16 June 2008

Structural Damage Due to Floods

By Craig D. Rogers, P.E.

The Federal Emergency Management Agency (FEMA) reports that each year approximately 90 percent of all disaster-related property damage results from flooding. Over the past decade, the average flood claim in the United States has been more than $46,000 with yearly totals averaging $3.5 billion per year. In addition to the damage to the interior contents and finish materials, as well as the damages to mechanical and electrical equipment, the forces associated with floodwaters can cause damage to the structural members of a building through several different means. Following the flood event, an engineer may be required to determine the origin and extent of damage, and prepare the scope of repairs required to restore the structure to its original (pre-flood) condition.

What’s a Flood?

Under the National Flood Insurance Program (NFIP), a flood is defined as “A general and temporary condition of partial or complete inundation of two or more acres of normally dry land area or of two or more properties (at least one of which is the policyholder's property).” This inundation may include the overflow of inland or tidal waters, rapid accumulation of runoff, mudflow, or the collapse of land along a shore due to water that has exceeded anticipated cyclical levels. In plain English, a flood is generally described as excess water (or mud) on normally dry land. While floods are often thought of as being limited to coastal flooding or riverine flooding, they may also occur as a result of excess urban runoff, dam/levee breaches, landslides, ice dams, and even bursting city water mains. So long as the inundation that occurs meets the definition as prescribed by NFIP, the resulting damage would typically be considered the effects of flooding.

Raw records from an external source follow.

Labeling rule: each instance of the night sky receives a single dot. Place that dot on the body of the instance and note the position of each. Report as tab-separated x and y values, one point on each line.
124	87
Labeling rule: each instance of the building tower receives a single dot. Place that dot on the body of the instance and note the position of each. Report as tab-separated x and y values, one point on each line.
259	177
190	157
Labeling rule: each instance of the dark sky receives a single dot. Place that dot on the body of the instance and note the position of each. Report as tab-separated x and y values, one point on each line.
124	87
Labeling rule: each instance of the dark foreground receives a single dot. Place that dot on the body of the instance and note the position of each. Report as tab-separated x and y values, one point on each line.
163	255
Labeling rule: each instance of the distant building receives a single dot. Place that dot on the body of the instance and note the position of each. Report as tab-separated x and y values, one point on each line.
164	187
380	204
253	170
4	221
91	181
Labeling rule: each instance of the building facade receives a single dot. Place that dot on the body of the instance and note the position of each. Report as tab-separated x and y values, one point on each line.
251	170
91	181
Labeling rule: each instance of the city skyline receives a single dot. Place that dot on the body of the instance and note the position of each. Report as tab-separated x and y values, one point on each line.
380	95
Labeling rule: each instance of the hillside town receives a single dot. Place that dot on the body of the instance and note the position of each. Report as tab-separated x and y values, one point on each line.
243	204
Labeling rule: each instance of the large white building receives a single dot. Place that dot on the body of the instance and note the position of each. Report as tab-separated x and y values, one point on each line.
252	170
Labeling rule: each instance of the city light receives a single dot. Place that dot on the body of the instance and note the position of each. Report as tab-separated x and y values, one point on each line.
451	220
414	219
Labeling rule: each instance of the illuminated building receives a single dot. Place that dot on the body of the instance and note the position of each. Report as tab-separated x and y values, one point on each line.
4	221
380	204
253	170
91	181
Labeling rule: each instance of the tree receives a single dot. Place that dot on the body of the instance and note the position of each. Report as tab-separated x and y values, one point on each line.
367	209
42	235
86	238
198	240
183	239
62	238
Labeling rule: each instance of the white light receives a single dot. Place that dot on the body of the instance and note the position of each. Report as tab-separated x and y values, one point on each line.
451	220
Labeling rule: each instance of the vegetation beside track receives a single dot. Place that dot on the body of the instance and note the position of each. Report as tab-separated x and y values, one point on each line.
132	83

Coastal flooding is typically associated with storm surges. Within tropical weather systems, the storm surge is the rising water level that is primarily the result of wind forces pushing water towards the land. During a hurricane, the height of the storm surge is governed by the intensity of the hurricane and the slope of the continental shelf. Storm surges for hurricanes can exceed 25 feet, and are typically accompanied by dangerous, battering waves on top of the surge.

Riverine flooding is the overflow of rivers, streams, drains, and lakes due to excessive rainfall, rapid snow melt, or ice. The flooding occurs when the flow of runoff exceeds the capacity of the natural drainage system. The recurrence interval of the projected flooding event defines the severity of the flood. A 100- year flood is an event that has a 1 percent probability of occurring in a given year, while a 500-year flood has a 0.2 percent probability of occurring in a given year. 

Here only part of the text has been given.